Главный герой Параджанова тоже Иван, такой же деревенский парнишка. Ну вот он не умер, войны нет: чудесные Карпаты, волшебная природа, мирные селения. И что? Стал ли Иван счастлив? Ничуть. От начала к концу параджановского фильма идут непрерывные смерти: жестокие либо коварные убийства, гибель от стихий, которые не дремлют, трагические случайности, измена жены, смерть. Жизнь параджановского Ивана, как и Ивана Тарковского, оставшегося сиротой, вянет, хиреет и ветшает, трагически не складывается, словно некий незримый рок преследует тонкую, слишком утонченную душу. Возникает ощущение, что сиротство есть неотвратимая судьба и сущность того состояния человечества, в которое мы ныне вошли. Что вещественно-телесного отцовства уже нет и быть не может и подлинность, равно как и отцовство, следует искать в ином направлении.

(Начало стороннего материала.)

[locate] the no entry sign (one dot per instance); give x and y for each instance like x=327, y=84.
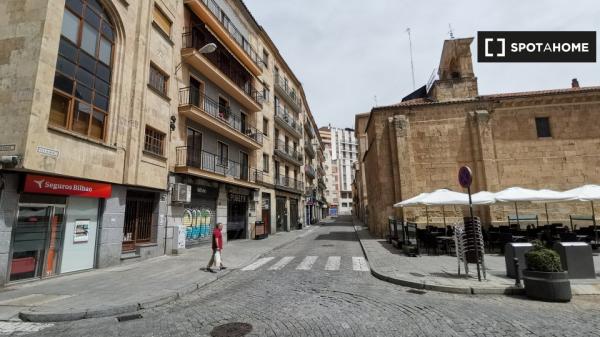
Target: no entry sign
x=465, y=177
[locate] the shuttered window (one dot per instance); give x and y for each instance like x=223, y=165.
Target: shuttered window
x=162, y=21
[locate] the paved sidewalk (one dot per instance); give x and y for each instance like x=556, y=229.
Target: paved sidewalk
x=129, y=287
x=439, y=273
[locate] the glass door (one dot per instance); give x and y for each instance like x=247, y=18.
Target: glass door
x=36, y=242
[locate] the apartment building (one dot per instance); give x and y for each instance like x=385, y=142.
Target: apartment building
x=343, y=155
x=535, y=139
x=132, y=128
x=331, y=173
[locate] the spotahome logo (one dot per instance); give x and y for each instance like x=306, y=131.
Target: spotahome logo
x=536, y=46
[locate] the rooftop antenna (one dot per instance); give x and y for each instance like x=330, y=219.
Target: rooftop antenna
x=412, y=67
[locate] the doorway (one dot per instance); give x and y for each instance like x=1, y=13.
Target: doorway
x=37, y=241
x=266, y=211
x=281, y=212
x=197, y=93
x=294, y=224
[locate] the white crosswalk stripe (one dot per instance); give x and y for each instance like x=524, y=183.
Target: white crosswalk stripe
x=307, y=263
x=281, y=263
x=333, y=263
x=359, y=263
x=258, y=263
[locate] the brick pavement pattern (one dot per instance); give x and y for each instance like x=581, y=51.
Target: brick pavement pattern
x=291, y=302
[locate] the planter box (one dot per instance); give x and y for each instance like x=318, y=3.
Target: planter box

И весь фильм Параджанова есть не что иное, как ирреальная мистерия, игра, в которой нет ни начал, ни режиссера, - безначальная и неведомо куда текущая прекрасно-жестокая галлюцинация. Несомненна генетическая связь этих фильмов, художнически резко различных. Характер параджановского Ивана не чрезвычаен. Зато Иван Тарковского чрезвычаен, как и "вечный подросток" Долгорукий и его отец Версилов. Не случайно героев Достоевского обвиняют в "истерии духа". Они живут "как на войне". Ибо вся нынешняя "взрослая жизнь" - это, в сущности, один непрекращающийся поток войны. Мы как человечество давно и бесповоротно выброшены из детства. У нас его украли. Потому наши дети рождаются уже подростками. Ибо попадают в атмосферу и энергетические поля войны. И это, увы, не метафора. В конце жизни Тарковский, отвечая на вопросы о "Жертвоприношении", сказал, что на самом деле термоядерная мировая война идет на Земле давно и трагедия в том, что слишком мало чутких и зрячих людей, видящих и слышащих это. Однако дети это чуют. Дети - это природа. А нет сегодня большего врага у природы, чем современный технологический человеческий интеллект, разрушительный и антидуховный.

Что отличает гениального человека от талантливого? Талантливый создает шедевр и затем начинает "размножать" его, вполне довольный достигнутым. Гений же, которому сама по себе любая технология неинтересна, продолжает карабкаться вверх, ибо не считает сделанное шедевром. Так было и с Тарковским. Очень скоро "Иваново детство" перестало его удовлетворять. Наибольшая его претензия к фильму - "он чересчур символичен, в нем много символов, а символ для меня неприемлем, ибо он ведет к исчерпываемости трактовки, в то время как подлинный образ - неисчерпаем и бездонен".

Любопытно, что уже в 1962 году Тарковский писал в "Искусстве кино":

"Слишком откровенно-образная мизансцена, подтекст напоказ - это часть более общего явления, когда кадр подчинен требованиям литературности или прямой наглядности. В одном из самых неустаревших фильмов, "Аталанте" Виго, есть эпизод, когда новобрачные, девица и молодой моряк, идут из церкви на баржу; под звуки тривиальной гармошки они обходят вокруг трех больших круглых скирд, то исчезая - и перед нами пустынный пейзаж, - то появляясь вновь. Что это? Обряд, танец плодородия? Нет, эпизод значителен не в литературном пересказе, не в символике, не в зримой метафоричности, а в конкретном насыщенном существовании. Перед нами форма, наполненная чувством. <...>

Мысль, переданная фактурно, при наибольшей отчетливости наименее навязчива. В одном из кадров "Земли" Довженко и Демуцкий, сняв с очень низкой точки работу конного плуга, сопоставили два вида взрытости, рыхлости - черную вспаханную землю и белые как бы вспаханные облака.

"Впитывание" среды на пленку (тут очень ценно такое операторское качество, как мягкость; им замечательно владеет Вадим Юсов), создание кадра, действующего на зрителя контрастами или единством своей поверхности, открывает путь к тому, чтобы "литературное рассказывание" уступило место "кинособытию". Вот, скажем, человек идет вдоль белой стены из ракушечника; покрой блоков, характер трещин и как бы сконденсированный в этом молчании шелест древних морей создают один круг идей, ассоциаций, одну часть характеристики. Другая появляется, когда мы берем обратную точку и герой движется на фоне темно-серого моря и черных, аритмично сгруппированных пирамидальных деревьев. Он изменил наклон головы, он спорит с только что сделанными выводами. Другими словами, мы движемся не по пути рассудочно-логическому, где слова и поступки оцениваются с самого начала, а по пути поэтическому".